En consecuencia, cada órgano exige sensibilidad. A partir de Théophile de Bordeu y de Maupertuis. Diderot compara el cuerpo vivo con un enjambre de abejas, cada una de las cuales está dotada de una sensibilidad individual pero que comparte asimismo con sus compañeras una sensibilidad más general que garantiza el buen funcionamiento del propio enjambre. Lo mismo ocurre para los órganos dentro del cuerpo. Desde su perspectiva, por tanto, ya no es suficiente con estudiar la estructura de los órganos vivos a través de la anatomía, sino que además es necesario comprender la función dentro del conjunto del organismo, tanto animal como humano, mediante la fisiología. De nuevo, leemos en sus Elementos:

El hombre puede ser considerado como un ensamblaje de animales, cada uno de los cuales conserva su función particular y simpatiza, tanto de manera natural como por costumbre, con los demás.

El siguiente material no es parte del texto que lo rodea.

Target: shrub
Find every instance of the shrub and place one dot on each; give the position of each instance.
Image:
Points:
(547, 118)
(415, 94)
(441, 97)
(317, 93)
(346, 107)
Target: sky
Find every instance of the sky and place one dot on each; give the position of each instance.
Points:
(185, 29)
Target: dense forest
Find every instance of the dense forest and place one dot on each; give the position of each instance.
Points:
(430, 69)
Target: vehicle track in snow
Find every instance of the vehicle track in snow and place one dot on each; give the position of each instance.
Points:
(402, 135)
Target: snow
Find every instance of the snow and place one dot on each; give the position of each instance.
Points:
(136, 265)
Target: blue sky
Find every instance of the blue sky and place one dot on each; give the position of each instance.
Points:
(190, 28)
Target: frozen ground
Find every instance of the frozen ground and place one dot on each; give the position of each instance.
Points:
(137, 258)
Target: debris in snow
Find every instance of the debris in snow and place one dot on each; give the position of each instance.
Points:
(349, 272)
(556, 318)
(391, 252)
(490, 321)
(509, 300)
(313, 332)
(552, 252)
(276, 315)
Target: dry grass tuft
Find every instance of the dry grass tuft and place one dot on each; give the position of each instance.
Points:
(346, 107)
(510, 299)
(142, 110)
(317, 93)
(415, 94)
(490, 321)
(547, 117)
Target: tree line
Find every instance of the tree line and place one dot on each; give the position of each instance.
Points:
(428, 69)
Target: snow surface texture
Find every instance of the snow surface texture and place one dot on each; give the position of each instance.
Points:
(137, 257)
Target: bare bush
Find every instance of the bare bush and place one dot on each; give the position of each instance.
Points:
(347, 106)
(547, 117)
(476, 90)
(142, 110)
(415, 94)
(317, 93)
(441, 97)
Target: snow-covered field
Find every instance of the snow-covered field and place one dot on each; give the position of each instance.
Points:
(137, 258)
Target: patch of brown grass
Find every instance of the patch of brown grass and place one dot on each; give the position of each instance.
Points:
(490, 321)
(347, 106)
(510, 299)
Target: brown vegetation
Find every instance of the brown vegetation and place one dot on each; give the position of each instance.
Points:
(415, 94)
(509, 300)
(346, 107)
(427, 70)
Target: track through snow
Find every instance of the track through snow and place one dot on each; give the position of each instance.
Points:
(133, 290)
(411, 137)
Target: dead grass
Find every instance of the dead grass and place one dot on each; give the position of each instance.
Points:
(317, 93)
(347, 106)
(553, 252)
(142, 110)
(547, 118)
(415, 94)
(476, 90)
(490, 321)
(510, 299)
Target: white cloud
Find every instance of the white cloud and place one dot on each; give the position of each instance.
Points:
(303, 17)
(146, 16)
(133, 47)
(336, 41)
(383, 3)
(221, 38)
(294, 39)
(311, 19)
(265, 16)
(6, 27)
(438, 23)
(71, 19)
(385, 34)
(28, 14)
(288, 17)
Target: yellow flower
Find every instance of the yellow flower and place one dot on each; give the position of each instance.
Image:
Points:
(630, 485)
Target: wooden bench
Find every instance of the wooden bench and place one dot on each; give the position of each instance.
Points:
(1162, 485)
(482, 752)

Así pues, Diderot sale de un mecanicismo que considera al animal (y al hombre) como la suma de sus partes y lo hace precisamente subrayando el valor de la «simpatía», es decir, de la coordinación entre las partes, pero no cae en el espiritualismo que acepta la existencia de otro principio junto al material.

Más bien parece inclinado a una cierta forma de vitalismo. Para Diderot, en realidad, la sensibilidad es exclusivamente una propiedad de la materia, que pasa del nivel más elemental en la sensibilidad de los órganos hasta llegar a la sensibilidad psicofísica de todo el organismo vivo. Es precisamente esa sensibilidad la que hace posible el «paso» de la materia a la racionalidad (que en Diderot es solo una función de la materia), sin necesidad de introducir un principio espiritual en el hombre.